Keep the Beef Checkoff in the Hands of Producers
By Kevin Kester, 2018 NCBA President
Every beef producer knows that demand is king. Investing the
time, resources, and hard labor required to raise cattle and produce beef only
makes sense if consumers are willing to buy the final product. That is why in
1988, the nation’s cattle and beef producers voted to approve a consumer
marketing program known as the Beef Checkoff. Today, despite having support
from three of four producers, that program is under attack.
The misguided effort to unwind years of producer-led work
comes from U.S. Representatives Dave Brat (R-VA) and Earl Blumenauer (D-OR).
Together Representatives Brat and Blumenauer are pushing an amendment to the
2018 Farm Bill that would harm the beef industry and undermine producer control
of the Beef Checkoff Program.
Producer control has been a defining feature of the Beef
Checkoff since its inception.
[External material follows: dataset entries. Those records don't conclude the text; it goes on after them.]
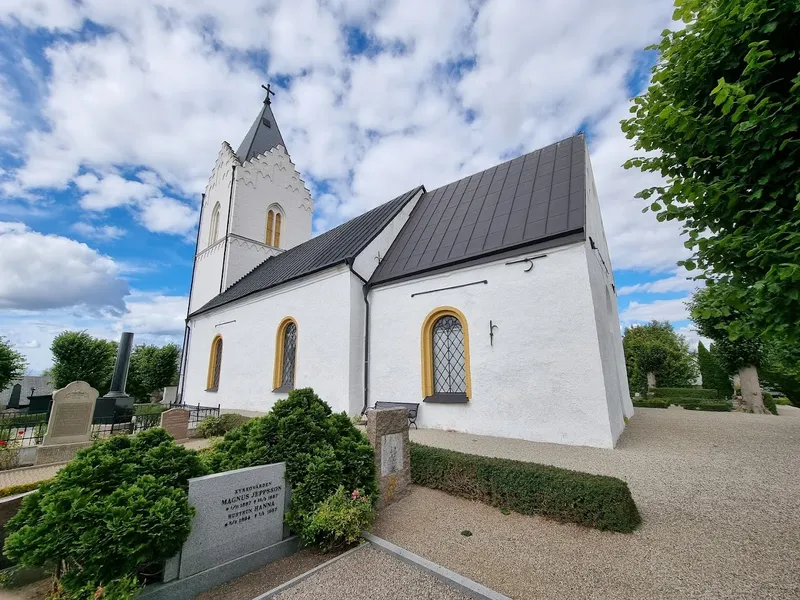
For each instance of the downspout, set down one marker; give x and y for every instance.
(182, 366)
(227, 230)
(365, 289)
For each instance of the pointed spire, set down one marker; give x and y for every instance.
(264, 134)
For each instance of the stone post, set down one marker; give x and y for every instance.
(387, 430)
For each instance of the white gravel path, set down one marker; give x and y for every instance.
(719, 495)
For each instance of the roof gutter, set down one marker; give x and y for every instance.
(365, 289)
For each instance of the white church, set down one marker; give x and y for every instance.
(489, 301)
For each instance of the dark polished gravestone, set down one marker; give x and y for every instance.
(238, 527)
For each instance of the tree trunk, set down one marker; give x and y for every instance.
(651, 380)
(751, 389)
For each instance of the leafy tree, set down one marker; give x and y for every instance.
(714, 375)
(657, 348)
(721, 118)
(77, 356)
(151, 369)
(743, 355)
(12, 364)
(780, 368)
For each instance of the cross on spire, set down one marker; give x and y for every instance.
(269, 91)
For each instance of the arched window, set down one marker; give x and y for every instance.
(285, 356)
(278, 220)
(213, 231)
(214, 365)
(270, 221)
(445, 357)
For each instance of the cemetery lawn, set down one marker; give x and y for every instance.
(717, 492)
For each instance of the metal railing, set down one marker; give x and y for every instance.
(197, 413)
(22, 429)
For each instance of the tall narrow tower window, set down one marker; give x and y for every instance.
(270, 224)
(213, 231)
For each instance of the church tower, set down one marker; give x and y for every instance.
(255, 206)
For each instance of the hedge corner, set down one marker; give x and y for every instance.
(528, 488)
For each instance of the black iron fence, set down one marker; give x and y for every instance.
(25, 429)
(22, 429)
(197, 413)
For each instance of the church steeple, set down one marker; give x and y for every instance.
(264, 134)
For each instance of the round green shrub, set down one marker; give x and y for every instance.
(218, 426)
(112, 515)
(322, 451)
(338, 520)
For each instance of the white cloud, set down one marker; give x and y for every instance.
(660, 310)
(167, 215)
(98, 232)
(680, 281)
(50, 271)
(110, 191)
(170, 82)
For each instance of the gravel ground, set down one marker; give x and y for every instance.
(371, 574)
(267, 577)
(718, 493)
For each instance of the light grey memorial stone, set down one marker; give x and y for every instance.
(237, 512)
(391, 453)
(71, 417)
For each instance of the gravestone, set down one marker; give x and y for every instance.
(70, 426)
(176, 422)
(237, 513)
(71, 417)
(170, 395)
(387, 430)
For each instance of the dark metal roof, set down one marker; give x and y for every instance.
(263, 136)
(531, 199)
(326, 250)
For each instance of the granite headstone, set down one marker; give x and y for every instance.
(176, 422)
(387, 430)
(237, 512)
(71, 418)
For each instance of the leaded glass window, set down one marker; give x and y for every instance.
(216, 365)
(449, 365)
(289, 348)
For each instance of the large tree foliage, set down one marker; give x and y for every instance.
(657, 348)
(77, 356)
(12, 364)
(151, 369)
(721, 116)
(714, 374)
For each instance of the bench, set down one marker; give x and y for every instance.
(412, 409)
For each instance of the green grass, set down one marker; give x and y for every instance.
(528, 488)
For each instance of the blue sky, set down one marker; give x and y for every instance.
(112, 115)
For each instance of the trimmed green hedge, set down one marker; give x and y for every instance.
(684, 393)
(22, 487)
(707, 406)
(651, 403)
(528, 488)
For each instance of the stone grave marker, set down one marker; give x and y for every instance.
(176, 422)
(71, 418)
(387, 430)
(238, 512)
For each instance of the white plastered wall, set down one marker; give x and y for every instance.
(541, 379)
(267, 180)
(209, 259)
(321, 306)
(606, 312)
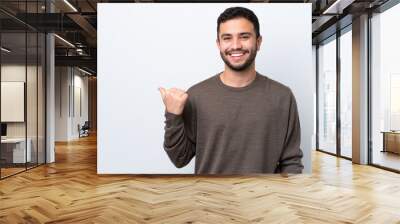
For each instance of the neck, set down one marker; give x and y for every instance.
(238, 78)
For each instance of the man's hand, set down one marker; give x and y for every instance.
(174, 99)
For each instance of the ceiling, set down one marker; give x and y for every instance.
(76, 22)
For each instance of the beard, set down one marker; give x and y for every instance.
(240, 67)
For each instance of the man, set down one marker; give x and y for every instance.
(237, 121)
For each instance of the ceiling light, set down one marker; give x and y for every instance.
(65, 41)
(337, 7)
(84, 71)
(70, 5)
(5, 50)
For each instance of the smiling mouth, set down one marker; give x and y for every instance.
(237, 55)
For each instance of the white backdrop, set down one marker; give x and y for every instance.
(144, 46)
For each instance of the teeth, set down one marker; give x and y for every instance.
(236, 55)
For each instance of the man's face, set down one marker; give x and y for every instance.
(238, 44)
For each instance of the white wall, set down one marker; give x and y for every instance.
(144, 46)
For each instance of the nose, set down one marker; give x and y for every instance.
(236, 43)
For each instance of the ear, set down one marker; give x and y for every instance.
(259, 40)
(218, 45)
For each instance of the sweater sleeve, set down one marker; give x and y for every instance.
(290, 160)
(180, 135)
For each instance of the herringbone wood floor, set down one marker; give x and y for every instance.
(70, 191)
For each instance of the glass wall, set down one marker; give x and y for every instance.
(346, 93)
(22, 87)
(327, 95)
(385, 88)
(335, 74)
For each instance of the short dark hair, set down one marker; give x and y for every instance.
(239, 12)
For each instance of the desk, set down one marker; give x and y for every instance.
(391, 141)
(15, 148)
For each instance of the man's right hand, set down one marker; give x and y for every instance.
(174, 99)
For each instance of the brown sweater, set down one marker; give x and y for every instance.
(230, 130)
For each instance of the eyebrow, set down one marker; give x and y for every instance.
(244, 33)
Established by an act of Congress in 1985, the
Beef Checkoff was only made official following a successful producer referendum
in 1988. Nearly 80 percent of producers voted to authorize the collection of a
mandatory $1-per-head fee on any sale of cattle in the U.S.
The funds collected from producers are used for research and
promotion programs designed to benefit the entire industry. A committee of 20
elected industry leaders develop the budget and program plans. From nutritional
studies and food safety research, to retail partnerships and foreign marketing,
the Beef Checkoff funds critical work that builds consumer demand for beef.
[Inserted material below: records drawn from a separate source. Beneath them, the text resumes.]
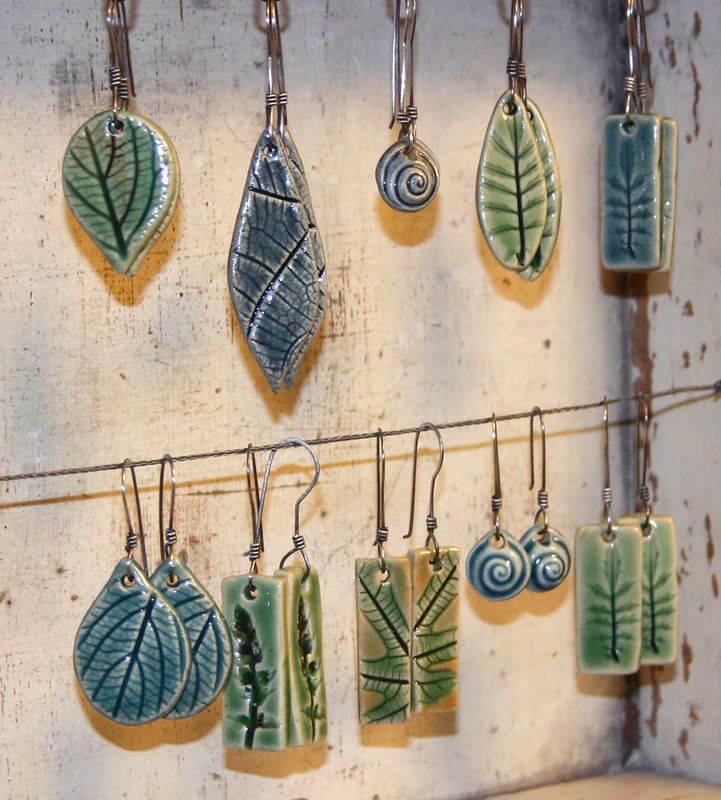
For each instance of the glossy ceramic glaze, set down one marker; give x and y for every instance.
(121, 179)
(383, 604)
(631, 192)
(256, 704)
(498, 571)
(208, 636)
(550, 560)
(608, 599)
(306, 678)
(434, 626)
(131, 654)
(276, 267)
(659, 620)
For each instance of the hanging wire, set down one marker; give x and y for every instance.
(709, 388)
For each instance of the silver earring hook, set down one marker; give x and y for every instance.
(168, 536)
(542, 512)
(606, 494)
(276, 100)
(431, 521)
(122, 83)
(131, 537)
(381, 529)
(642, 426)
(515, 66)
(403, 110)
(497, 498)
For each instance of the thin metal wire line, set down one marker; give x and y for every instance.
(714, 388)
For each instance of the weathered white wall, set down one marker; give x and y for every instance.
(680, 707)
(421, 324)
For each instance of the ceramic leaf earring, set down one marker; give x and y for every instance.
(497, 566)
(120, 172)
(383, 606)
(275, 697)
(638, 173)
(608, 589)
(132, 654)
(518, 187)
(434, 618)
(547, 548)
(659, 619)
(207, 632)
(276, 266)
(407, 173)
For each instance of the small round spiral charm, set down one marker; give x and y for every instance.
(550, 560)
(498, 567)
(407, 175)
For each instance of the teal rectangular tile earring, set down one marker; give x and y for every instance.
(659, 619)
(518, 187)
(638, 173)
(608, 589)
(383, 607)
(434, 618)
(120, 171)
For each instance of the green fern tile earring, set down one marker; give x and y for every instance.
(132, 655)
(383, 607)
(608, 590)
(434, 619)
(120, 171)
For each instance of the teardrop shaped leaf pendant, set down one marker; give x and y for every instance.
(208, 636)
(132, 655)
(276, 266)
(511, 187)
(121, 181)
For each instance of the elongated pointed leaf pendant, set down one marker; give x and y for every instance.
(511, 195)
(553, 195)
(121, 179)
(132, 655)
(275, 268)
(208, 636)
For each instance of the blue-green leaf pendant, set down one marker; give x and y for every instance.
(210, 645)
(121, 179)
(550, 557)
(132, 655)
(498, 570)
(276, 266)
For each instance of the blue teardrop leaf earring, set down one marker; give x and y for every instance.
(497, 566)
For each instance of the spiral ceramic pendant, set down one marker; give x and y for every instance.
(121, 180)
(550, 559)
(498, 570)
(132, 655)
(407, 175)
(208, 635)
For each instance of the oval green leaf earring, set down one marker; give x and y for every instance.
(120, 172)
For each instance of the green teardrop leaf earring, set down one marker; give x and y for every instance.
(120, 171)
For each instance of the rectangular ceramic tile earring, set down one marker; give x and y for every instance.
(631, 192)
(384, 666)
(256, 697)
(308, 711)
(608, 598)
(434, 639)
(660, 589)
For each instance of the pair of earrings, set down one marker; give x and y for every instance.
(518, 187)
(152, 647)
(498, 566)
(275, 697)
(638, 174)
(120, 171)
(276, 265)
(626, 586)
(407, 609)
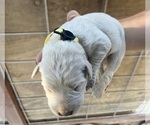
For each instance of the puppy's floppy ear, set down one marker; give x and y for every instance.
(87, 71)
(35, 71)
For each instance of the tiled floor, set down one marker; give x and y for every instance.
(27, 24)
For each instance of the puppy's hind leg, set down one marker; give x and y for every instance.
(114, 61)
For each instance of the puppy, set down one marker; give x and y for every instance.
(72, 60)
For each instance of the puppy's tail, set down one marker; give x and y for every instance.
(35, 71)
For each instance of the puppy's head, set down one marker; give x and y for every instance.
(65, 72)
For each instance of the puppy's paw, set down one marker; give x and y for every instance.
(98, 90)
(90, 84)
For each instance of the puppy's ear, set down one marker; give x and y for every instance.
(35, 71)
(87, 71)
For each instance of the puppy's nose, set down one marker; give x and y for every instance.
(65, 113)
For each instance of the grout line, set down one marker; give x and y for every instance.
(30, 82)
(46, 16)
(105, 6)
(20, 61)
(47, 109)
(30, 33)
(128, 84)
(44, 97)
(16, 94)
(33, 61)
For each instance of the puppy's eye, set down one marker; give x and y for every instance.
(76, 88)
(49, 90)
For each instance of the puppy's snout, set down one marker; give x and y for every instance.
(65, 113)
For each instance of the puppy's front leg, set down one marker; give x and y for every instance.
(99, 52)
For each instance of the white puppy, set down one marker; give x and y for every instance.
(68, 66)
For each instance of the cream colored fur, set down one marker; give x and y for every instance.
(68, 68)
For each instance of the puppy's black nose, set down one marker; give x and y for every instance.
(65, 113)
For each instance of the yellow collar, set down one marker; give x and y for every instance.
(65, 35)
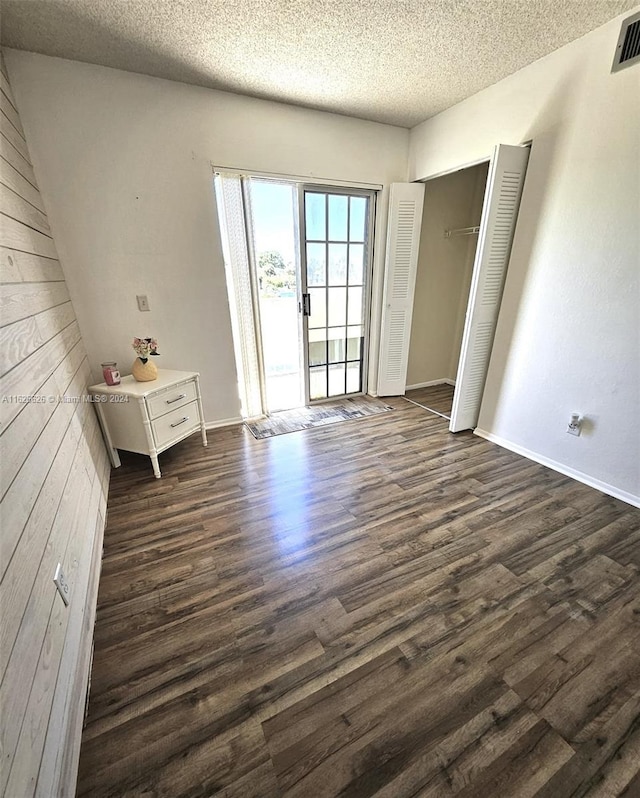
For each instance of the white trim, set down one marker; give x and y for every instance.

It is a sad day when Congress attempts to wrest control of
an industry self-help program away from those who manage and pay for it. But by
removing the ability of the Beef Checkoff to contract with any organization
that engages in agricultural advocacy, the Brat-Blumenauer amendment would do
precisely that. Producers fund the Beef Checkoff out of their own pockets, with
no cost to the taxpayer. They should have the right to determine which
organizations they can and cannot do business with.
Thus far producers have proven perfectly capable of deciding how to
spend their money. Beef producers
fund roughly $72 million of research, promotion and consumer education programs
each year. Independent research shows these programs result in an $11.20 return
on investment for every dollar invested.
Evidently Representatives Brat and Blumenauer are willing to
ignore the Beef Checkoff’s substantial record of success. They claim the
amendment will improve transparency and accountability for all commodity
checkoff programs, including beef. However, their amendment looks like a
classic case of a government solution in search of a problem.
Existing law already requires the USDA to provide oversight to
ensure checkoff programs are managed responsibly and efficiently. It also
requires fair treatment of all stakeholders and a strict prohibition on using any
checkoff dollars to fund lobbying activities. In fact, checkoff programs are
subjected to annual audits to insure all expenses are used only for projects
and other expenses authorized in a budget approved by USDA. USDA also conducts
a review of checkoff management practices and internal controls at least once
every three years.
Producers expect attacks on checkoff programs from opponents
of animal agriculture. Groups like the Humane Society of the United States have
tried to dismantle checkoff programs for years. They hate that producers have
found an effective way to pool their resources and grow demand for their
products. It is regrettable that some members of Congress have chosen to follow
in their footsteps.
If producers were unhappy with the results of the Beef
Checkoff, they could end it. A new referendum on the program can be held at any
time following a request from at least 10% of producers. The critical point is
that the decision would be theirs and theirs alone. Dictating Beef Checkoff
operations is not the role of Congress. True friends of beef producers should
vigorously oppose the Brat-Blumenauer amendment.